Pointing this out in company wide meetings is a fun past time.

[–] taco@piefed.social 6 points 2 weeks ago

Not to mention the cost savings difference. Developer salaries make a ChatGPT subscription look like a bargain. C-level salaries make racks of dedicated hardware to run local models look like one.

[–] 30p87@feddit.org 60 points 2 weeks ago (1 children)

it means more ambitious, higher-quality products

No ... the opposite actually.

[–] masterspace@lemmy.ca 10 points 2 weeks ago* (last edited 2 weeks ago) (2 children)

Read the article before commenting.

The literal entire thesis is that AI should maintain developer headcounts and just let them be more productive, not reduce headcount in favour of AI.

The irony is that you're putting in less effort and critical thought into your comment than an AI would.

[–] hallettj@leminal.space 33 points 2 weeks ago

For the sake of benefit of the doubt, it's possible to simultaneously understand the thesis of the article, and to hold the opinion that AI doesn't lead to higher-quality products.
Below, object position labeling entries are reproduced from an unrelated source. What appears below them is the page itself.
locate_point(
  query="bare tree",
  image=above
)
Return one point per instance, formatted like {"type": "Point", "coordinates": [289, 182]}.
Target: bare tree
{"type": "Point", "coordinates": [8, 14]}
That would likely involve agreeing with the premise that laying off workers is a bad idea, but disagreeing (at least partially) with the reasoning why it's a bad idea.

[–] pezhore@infosec.pub 19 points 2 weeks ago (4 children)

I get what you're saying, but the problem is that AI seems to need way more hand holding and double checking before it can be considered ready for deployment.

I've used copilot for Ansible/Terraform code and 40-50% of the time it's just... wrong. It looks right, but it won't actually function.

For easy, entry programs it's fine, but I wouldn't (and don't) let it near complex projects.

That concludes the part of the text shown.